J'ai déjà évoqué les projets territoriaux de l'Etat : à ce jour toutes les préfectures de métropole terminent ou ont terminé l'élaboration de leur projet qui constitue désormais à compter du 1er janvier 2001 le cadre de référence unique de l'action interministérielle des services de l'Etat dans le département. Naturellement, ces projets feront au niveau national l'objet d'une évaluation pour en apprécier la mise en uvre.
Le recours aux chefs de projets, la généralisation des pôles de compétences et l'émergence de délégations inter-services, prévus par les projets territoriaux, formeront ainsi l'armature de l'interministérialité au plan local, qu'il s'agisse de la mise en uvre de politiques gouvernementales ou de la prise en charge de fonctions logistiques mutualisées.
L'expérimentation dans les départements de la création de pôles de compétence en matière de sécurité et d'expertise juridiques dans la double perspective de sécuriser davantage les actes administratifs des services de l'Etat et de renforcer l'efficacité du contrôle de légalité des actes des collectivités locales sera étendue.
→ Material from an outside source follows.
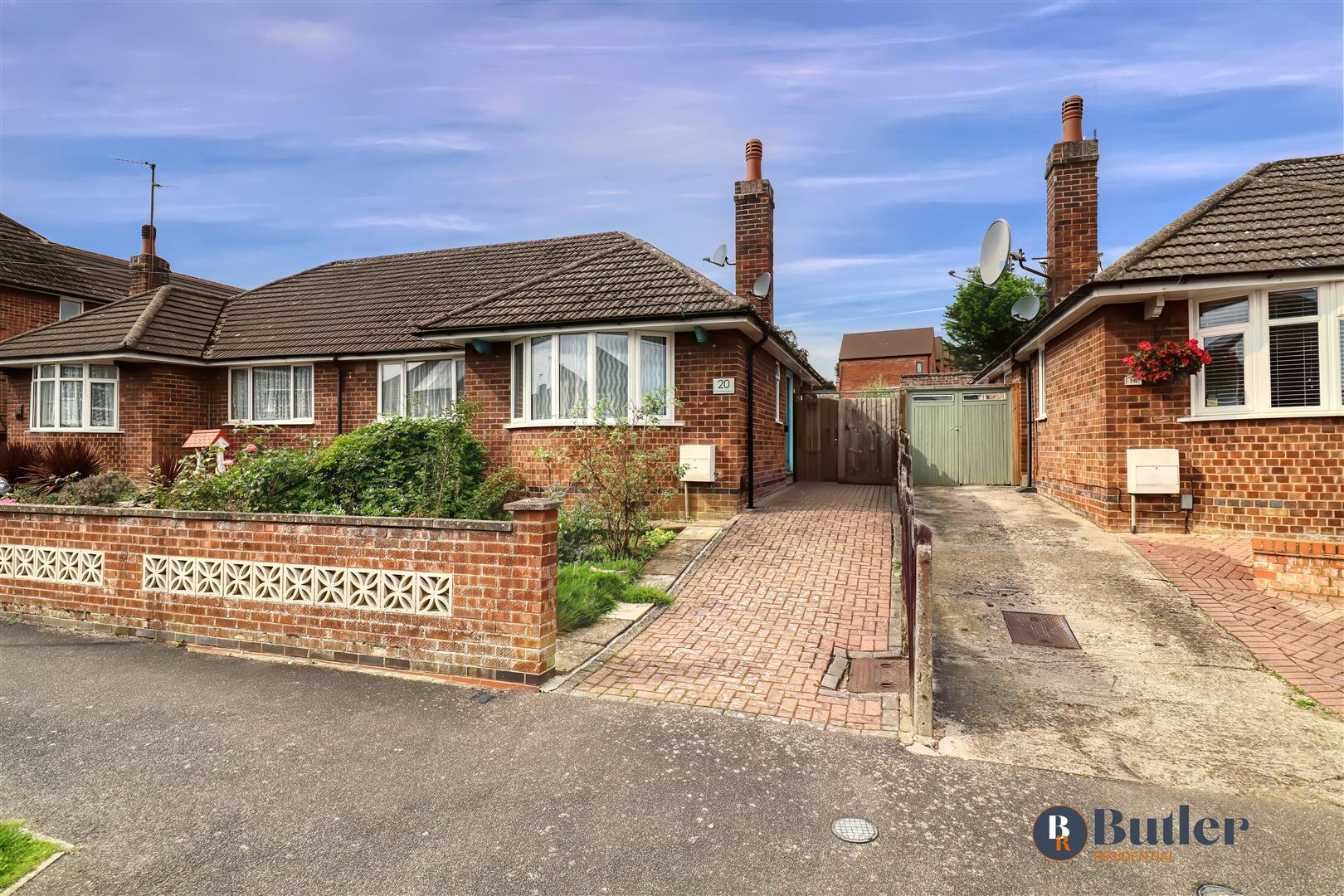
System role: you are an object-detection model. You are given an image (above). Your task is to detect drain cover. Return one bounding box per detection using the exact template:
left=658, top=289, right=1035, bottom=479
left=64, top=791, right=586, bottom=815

Les préfectures ont, sur ce point, une vocation privilégiée à l'animation de tels pôles.
Enfin, j'ai obtenu lors du dernier comité interministériel pour la réforme de l'Etat que les derniers obstacles techniques qui pèsent sur la création des délégations inter-services, notamment en termes de mutualisation des financements, soient levés avant le 31 décembre 2000.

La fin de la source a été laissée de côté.